What is a cathode-ray tube?

A cathode-ray tube (CRT) is a specialized vacuum tube in which images are produced when an electron beam strikes a phosphorescent surface. Most desktop computer displays make use of CRTs. The CRT in a computer display is similar to the "picture tube" in a television receiver.

A cathode-ray tube consists of several basic components, as illustrated below. The electron gun generates an arrow beam of electrons. The anodes accelerate the electrons. Deflecting coils produce an extremely low frequency electromagnetic field that allows for constant adjustment of the direction of the electron beam. There are two sets of deflecting coils: horizontal and vertical.(In the illustration, only one set of coils is shown for simplicity.) The intensity of the beam can be varied. The electron beam produces a tiny, bright visible spot when it strikes the phosphor-coated screen.

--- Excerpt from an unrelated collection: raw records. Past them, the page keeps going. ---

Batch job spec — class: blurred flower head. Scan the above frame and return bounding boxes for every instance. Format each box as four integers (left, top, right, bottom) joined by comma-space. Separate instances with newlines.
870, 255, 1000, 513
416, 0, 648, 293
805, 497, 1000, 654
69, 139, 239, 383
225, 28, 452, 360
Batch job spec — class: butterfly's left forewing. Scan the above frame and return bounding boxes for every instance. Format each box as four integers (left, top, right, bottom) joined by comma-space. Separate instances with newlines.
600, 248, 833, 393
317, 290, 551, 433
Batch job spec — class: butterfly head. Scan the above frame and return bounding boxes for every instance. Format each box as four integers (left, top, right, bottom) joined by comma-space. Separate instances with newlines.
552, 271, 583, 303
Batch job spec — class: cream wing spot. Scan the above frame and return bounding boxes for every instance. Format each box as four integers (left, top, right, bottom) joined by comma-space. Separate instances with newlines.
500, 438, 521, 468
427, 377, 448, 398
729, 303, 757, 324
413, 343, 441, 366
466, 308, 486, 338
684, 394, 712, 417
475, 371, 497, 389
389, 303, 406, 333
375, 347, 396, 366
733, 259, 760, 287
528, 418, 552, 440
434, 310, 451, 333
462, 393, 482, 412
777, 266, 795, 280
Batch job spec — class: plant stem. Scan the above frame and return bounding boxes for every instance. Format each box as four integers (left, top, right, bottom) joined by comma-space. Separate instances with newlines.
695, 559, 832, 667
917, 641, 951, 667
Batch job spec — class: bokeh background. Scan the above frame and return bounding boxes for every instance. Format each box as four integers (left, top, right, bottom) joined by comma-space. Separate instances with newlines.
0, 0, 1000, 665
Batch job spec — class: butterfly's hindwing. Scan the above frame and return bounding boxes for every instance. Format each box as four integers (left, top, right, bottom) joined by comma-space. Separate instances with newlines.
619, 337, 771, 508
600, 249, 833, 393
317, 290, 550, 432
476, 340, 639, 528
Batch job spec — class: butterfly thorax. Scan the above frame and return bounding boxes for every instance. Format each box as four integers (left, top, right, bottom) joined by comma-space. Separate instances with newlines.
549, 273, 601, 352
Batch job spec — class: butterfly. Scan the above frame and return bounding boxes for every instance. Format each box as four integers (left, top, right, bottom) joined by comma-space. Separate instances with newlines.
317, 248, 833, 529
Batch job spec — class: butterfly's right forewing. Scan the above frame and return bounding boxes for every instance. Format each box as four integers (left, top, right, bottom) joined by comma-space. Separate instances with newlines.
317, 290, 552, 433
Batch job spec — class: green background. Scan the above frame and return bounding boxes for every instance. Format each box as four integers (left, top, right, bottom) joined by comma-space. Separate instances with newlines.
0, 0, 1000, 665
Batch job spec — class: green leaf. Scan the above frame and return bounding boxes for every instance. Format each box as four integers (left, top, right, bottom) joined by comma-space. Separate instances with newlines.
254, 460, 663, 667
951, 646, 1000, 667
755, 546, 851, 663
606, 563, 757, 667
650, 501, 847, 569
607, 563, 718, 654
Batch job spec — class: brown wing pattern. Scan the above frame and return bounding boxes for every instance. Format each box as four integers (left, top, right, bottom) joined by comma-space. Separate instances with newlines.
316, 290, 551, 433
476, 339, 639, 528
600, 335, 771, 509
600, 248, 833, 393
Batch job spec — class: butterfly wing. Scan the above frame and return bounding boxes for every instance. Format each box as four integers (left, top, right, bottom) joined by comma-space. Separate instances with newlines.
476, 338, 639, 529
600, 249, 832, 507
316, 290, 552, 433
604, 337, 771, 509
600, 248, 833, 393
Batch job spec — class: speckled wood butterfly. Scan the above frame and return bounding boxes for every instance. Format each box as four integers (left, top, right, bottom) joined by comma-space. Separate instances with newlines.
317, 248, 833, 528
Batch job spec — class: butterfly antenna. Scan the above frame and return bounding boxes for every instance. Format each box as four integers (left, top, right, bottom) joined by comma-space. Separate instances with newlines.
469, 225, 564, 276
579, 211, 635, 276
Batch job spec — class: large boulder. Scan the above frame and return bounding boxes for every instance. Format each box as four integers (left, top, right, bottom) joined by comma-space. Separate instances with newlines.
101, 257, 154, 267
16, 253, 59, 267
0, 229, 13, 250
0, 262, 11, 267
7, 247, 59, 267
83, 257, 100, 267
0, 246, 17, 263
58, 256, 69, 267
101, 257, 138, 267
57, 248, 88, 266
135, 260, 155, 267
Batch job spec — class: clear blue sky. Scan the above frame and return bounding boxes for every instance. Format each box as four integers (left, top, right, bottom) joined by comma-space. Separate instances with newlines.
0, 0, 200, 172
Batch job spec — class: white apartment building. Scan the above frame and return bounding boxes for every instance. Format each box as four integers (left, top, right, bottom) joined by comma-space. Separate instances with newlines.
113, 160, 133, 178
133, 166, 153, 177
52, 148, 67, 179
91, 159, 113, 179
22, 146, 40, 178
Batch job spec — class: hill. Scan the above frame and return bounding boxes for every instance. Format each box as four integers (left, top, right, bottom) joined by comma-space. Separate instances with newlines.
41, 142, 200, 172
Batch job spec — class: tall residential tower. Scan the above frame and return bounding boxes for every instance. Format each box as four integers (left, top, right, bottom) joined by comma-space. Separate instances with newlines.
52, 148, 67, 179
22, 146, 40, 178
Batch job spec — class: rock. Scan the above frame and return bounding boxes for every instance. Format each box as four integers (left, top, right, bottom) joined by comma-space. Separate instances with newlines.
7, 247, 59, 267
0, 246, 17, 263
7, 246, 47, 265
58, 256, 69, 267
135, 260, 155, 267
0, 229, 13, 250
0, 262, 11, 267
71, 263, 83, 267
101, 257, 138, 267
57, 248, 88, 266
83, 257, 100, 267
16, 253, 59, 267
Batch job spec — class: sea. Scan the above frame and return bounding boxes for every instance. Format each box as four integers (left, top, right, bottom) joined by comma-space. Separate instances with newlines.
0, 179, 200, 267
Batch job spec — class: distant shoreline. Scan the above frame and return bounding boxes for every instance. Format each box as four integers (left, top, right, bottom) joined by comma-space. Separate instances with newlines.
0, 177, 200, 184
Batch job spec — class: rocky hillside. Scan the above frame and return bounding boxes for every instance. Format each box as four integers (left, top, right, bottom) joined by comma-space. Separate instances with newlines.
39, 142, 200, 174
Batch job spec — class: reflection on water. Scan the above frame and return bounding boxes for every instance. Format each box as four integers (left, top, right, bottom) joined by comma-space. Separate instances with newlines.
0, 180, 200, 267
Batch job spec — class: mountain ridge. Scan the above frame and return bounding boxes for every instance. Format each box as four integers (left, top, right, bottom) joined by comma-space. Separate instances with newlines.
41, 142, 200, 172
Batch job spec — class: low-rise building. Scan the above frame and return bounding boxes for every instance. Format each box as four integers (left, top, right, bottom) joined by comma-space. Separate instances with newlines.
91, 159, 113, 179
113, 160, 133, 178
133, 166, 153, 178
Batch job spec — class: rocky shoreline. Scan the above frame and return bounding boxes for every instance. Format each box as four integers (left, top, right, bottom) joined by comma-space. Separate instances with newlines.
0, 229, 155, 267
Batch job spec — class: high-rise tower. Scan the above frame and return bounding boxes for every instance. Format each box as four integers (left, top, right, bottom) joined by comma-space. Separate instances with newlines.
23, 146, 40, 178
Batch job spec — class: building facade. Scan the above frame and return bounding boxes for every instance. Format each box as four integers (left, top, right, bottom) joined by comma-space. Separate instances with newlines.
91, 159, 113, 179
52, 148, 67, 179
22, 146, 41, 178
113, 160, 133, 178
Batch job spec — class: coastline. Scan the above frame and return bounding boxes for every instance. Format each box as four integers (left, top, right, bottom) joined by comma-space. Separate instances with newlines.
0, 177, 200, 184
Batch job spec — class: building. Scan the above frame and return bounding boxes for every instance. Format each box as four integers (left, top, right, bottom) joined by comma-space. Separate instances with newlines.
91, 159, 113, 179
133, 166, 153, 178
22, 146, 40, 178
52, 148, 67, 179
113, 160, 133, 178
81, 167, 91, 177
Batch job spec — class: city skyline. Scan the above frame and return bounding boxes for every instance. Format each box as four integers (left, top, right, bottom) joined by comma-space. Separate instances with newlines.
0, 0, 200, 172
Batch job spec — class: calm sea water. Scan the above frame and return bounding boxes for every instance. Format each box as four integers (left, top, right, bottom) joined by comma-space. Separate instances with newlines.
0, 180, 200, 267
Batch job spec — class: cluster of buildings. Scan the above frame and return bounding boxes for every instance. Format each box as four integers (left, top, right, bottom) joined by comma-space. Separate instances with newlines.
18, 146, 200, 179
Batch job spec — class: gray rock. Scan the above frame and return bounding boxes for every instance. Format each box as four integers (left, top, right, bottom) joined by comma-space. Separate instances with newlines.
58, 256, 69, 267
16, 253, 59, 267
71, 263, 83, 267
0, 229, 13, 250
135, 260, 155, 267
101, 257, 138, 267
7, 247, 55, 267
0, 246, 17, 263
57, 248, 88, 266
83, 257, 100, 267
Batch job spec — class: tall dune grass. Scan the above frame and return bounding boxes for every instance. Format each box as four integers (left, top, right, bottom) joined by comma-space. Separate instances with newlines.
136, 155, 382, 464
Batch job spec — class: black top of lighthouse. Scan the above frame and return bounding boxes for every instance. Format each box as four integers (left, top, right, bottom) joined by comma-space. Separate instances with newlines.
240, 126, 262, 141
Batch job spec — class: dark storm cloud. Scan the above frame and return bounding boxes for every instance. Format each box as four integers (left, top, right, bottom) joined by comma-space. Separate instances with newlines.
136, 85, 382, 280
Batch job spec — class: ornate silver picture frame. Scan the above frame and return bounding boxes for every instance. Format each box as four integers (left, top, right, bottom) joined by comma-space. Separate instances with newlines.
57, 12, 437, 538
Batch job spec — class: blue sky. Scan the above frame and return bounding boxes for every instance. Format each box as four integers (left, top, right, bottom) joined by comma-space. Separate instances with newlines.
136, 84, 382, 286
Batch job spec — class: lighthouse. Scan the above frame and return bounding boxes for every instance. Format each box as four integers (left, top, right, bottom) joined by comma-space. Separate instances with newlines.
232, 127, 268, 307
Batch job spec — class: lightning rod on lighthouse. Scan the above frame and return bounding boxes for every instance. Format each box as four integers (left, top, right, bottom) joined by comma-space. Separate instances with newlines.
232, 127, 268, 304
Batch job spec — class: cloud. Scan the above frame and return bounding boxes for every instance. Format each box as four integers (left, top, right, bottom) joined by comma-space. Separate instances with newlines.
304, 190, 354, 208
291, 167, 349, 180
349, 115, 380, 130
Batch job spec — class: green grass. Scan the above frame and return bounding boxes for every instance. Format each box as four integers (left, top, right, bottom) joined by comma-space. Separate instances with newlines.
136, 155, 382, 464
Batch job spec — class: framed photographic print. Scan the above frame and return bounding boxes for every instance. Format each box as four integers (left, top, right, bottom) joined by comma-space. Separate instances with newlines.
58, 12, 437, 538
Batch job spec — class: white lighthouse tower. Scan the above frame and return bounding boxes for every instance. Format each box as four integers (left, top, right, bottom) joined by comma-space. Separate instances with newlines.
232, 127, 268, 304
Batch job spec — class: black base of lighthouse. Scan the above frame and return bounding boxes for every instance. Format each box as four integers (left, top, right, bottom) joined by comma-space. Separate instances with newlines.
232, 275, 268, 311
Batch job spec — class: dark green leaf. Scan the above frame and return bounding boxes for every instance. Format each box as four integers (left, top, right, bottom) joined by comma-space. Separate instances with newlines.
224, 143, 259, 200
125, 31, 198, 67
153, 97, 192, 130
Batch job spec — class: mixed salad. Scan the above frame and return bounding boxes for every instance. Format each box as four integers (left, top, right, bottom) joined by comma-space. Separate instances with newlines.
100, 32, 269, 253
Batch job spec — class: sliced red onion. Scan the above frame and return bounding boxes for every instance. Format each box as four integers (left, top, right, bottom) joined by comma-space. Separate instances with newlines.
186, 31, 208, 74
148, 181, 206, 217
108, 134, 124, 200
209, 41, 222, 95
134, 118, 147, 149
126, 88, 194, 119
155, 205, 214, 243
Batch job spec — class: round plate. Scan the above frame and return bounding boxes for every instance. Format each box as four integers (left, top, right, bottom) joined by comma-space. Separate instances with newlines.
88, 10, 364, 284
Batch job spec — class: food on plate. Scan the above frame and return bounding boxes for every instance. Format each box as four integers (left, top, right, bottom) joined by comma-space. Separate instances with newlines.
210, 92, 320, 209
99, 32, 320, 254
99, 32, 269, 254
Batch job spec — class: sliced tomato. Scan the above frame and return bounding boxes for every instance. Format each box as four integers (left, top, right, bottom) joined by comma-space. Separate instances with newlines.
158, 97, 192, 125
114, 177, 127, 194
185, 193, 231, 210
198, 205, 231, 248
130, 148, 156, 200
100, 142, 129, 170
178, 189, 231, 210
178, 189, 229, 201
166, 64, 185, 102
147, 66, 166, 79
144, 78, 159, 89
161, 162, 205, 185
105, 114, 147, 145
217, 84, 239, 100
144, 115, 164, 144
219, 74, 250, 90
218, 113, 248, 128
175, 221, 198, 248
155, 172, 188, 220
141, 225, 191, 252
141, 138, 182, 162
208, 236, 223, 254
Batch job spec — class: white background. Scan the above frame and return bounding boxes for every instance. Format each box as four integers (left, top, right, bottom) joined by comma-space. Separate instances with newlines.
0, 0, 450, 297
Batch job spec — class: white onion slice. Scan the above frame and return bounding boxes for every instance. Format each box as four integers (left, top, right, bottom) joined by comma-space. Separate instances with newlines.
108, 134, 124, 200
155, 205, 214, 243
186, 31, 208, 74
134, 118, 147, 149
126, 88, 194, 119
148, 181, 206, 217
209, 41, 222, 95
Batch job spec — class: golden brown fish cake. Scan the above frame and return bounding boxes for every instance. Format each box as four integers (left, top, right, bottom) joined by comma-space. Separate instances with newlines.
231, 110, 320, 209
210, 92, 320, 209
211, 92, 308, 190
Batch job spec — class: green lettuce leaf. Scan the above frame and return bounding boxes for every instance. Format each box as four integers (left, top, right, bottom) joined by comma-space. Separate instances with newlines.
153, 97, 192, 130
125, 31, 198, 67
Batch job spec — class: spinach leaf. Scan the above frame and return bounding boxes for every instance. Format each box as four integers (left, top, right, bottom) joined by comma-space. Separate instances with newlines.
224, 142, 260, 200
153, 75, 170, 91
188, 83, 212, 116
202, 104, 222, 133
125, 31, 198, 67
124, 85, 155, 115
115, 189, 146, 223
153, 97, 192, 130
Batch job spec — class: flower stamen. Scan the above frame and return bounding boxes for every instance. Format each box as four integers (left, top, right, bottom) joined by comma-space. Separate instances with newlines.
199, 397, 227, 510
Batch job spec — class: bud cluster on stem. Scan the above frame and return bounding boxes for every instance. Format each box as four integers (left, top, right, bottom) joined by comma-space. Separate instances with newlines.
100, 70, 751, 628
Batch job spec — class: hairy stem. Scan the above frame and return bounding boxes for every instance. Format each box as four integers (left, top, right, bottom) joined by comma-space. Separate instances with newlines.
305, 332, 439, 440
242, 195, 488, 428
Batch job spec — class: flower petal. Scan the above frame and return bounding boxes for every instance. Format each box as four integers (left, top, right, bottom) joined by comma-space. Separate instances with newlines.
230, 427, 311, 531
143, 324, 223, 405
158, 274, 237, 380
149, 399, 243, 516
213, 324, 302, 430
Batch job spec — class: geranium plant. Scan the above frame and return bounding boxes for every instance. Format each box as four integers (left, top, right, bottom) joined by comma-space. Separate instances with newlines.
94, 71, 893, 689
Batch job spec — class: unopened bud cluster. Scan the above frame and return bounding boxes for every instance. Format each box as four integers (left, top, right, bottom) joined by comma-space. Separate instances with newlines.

To produce an image on the screen, complex signals are applied to the deflecting coils, and also to the apparatus that controls the intensity of the electron beam. This causes the spot to race across the screen from right to left, and from top to bottom, in a sequence of horizontal lines called the raster. As viewed from the front of the CRT, the spot moves in a pattern similar to the way your eyes move when you read a single-column page of text. But the scanning takes place at such a rapid rate that your eye sees a constant image over the entire screen.

The illustration shows only one electron gun. This is typical of a monochrome, or single-color, CRT. However, virtually all CRTs today render color images. These devices have three electron guns, one for the primary color red, one for the primary color green, and one for the primary color blue. The CRT thus produces three overlapping images: one in red (R), one in green (G), and one in blue (B). This is the so-called RGB color model.

In computer systems, there are several display modes, or sets of specifications according to which the CRT operates. The most common specification for CRT displays is known as SVGA (Super Video Graphics Array). Notebook computers typically use liquid crystal display. The technology for these displays is much different than that for CRTs.